1.
Metformin Treatment and Homocysteine: A Systematic Review and Meta-Analysis of Randomized Controlled Trials.
Zhang, Q, Li, S, Li, L, Li, Q, Ren, K, Sun, X, Li, J
Nutrients. 2016;(12)
Abstract
The aim of this systematic review is to assess whether metformin could change the concentration of serum homocysteine (Hcy) with and without simultaneous supplementation of B-group vitamins or folic acid. A literature search was conducted in PubMed, EmBase, and Cochrane Central Register of Controlled Trials (CENTRAL) to identify randomized controlled trials (RCTs) reporting the concentration of serum Hcy in metformin-treated adults. Meta-analysis was applied to assess the association between metformin and the changes of Hcy concentration. Twelve publications were included in this study. In the overall analysis, metformin administration was not statistically associated with the change of Hcy when compared with the control treatment (mean difference (MD), 0.40 μmol/L; 95% confidence interval (CI), -0.07~0.87 μmol/L, p = 0.10). In the subgroup analysis, metformin was significantly associated with an increased concentration of Hcy in the absence of exogenous supplementation of folic acid or B-group vitamins (MD, 2.02 μmol/L; 95% CI, 1.37~2.67 μmol/L, p < 0.00001), but with a decreased concentration of serum Hcy in the presence of these exogenous supplementations (MD, -0.74 μmol/L; 95% CI, -1.19~-0.30 μmol/L, p = 0.001). Therefore, although the overall effect of metformin on the concentration of serum Hcy was neutral, our results suggested that metformin could increase the concentration of Hcy when exogenous B-group vitamins or folic acid supplementation was not given.
2.
Elevated circulating levels of irisin and the effect of metformin treatment in women with polycystic ovary syndrome.

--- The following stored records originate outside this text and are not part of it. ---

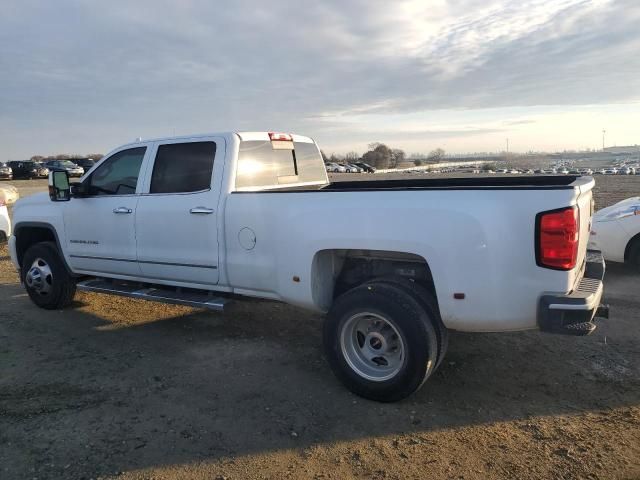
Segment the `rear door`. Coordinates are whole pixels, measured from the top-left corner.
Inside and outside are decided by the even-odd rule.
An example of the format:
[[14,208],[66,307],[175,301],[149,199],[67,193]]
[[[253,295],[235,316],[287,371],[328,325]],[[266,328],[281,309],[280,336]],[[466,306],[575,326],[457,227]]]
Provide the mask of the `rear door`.
[[215,285],[225,141],[158,142],[153,155],[136,214],[142,274],[150,280]]

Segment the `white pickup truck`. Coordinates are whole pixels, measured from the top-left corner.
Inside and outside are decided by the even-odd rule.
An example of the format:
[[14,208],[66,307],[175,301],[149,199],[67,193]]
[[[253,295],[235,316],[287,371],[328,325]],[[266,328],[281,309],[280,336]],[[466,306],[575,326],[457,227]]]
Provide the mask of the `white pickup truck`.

Li, M, Yang, M, Zhou, X, Fang, X, Hu, W, Zhu, W, Wang, C, Liu, D, Li, S, Liu, H, et al
The Journal of clinical endocrinology and metabolism. 2015;(4):1485-93
Abstract
CONTEXT Polycystic ovary syndrome (PCOS) is an insulin resistance (IR) state, like obesity and type 2 diabetes mellitus (T2DM). Although previous studies have suggested a correlation between irisin and the metabolic parameters associated with obesity and T2DM, the results have been inconsistent. OBJECTIVE Our objective was to (1) determine circulating irisin levels in women with PCOS and control subjects, (2) examine the relationship of irisin and conventional markers of insulin resistance, and (3) examine irisin changes with interventions modulating IR in PCOS women. PATIENTS AND DESIGN This study was comprised of a series of cross-sectional and interventional studies of 178 PCOS and 123 healthy women from the general population and outpatients of the Internal Medicine Department at the Second Affiliated Hospital, Chongqing Medical University, China. Forty seven women with PCOS were randomly assigned to 6 months of oral metformin (850 mg bid). The oral glucose tolerance test (OGTT) and the euglycemic-hyperinsulinemic clamp (EHC) were performed to assess glucose tolerance and insulin sensitivity. Outcome measures were IR (AUC(Insulin) and M values) on an OGTT and EHC, irisin levels, and metabolic markers. RESULTS Circulating irisin was significantly higher in both overweight/obese (body mass index [BMI] ≥ 25 kg/m(2)) and PCOS women (P < .01). Circulating irisin levels correlated with BMI, WHR, FAT%, total cholesterol (TC), triglyceride (TG), low-density lipoprotein cholesterol (LDL-C), AUC(Insulin), homeostasis model assessment of insulin resistance (HOMA2-IR), M values, and free androgen index (FAI). During EHC, short-term hyperinsulinemia exhibited an inhibitory effect on irisin levels. After 6 months of metformin treatment, there was a significant decrease in circulating irisin in PCOS women following improved IR. CONCLUSIONS These data suggest that irisin may be a useful marker of IR in PCOS women.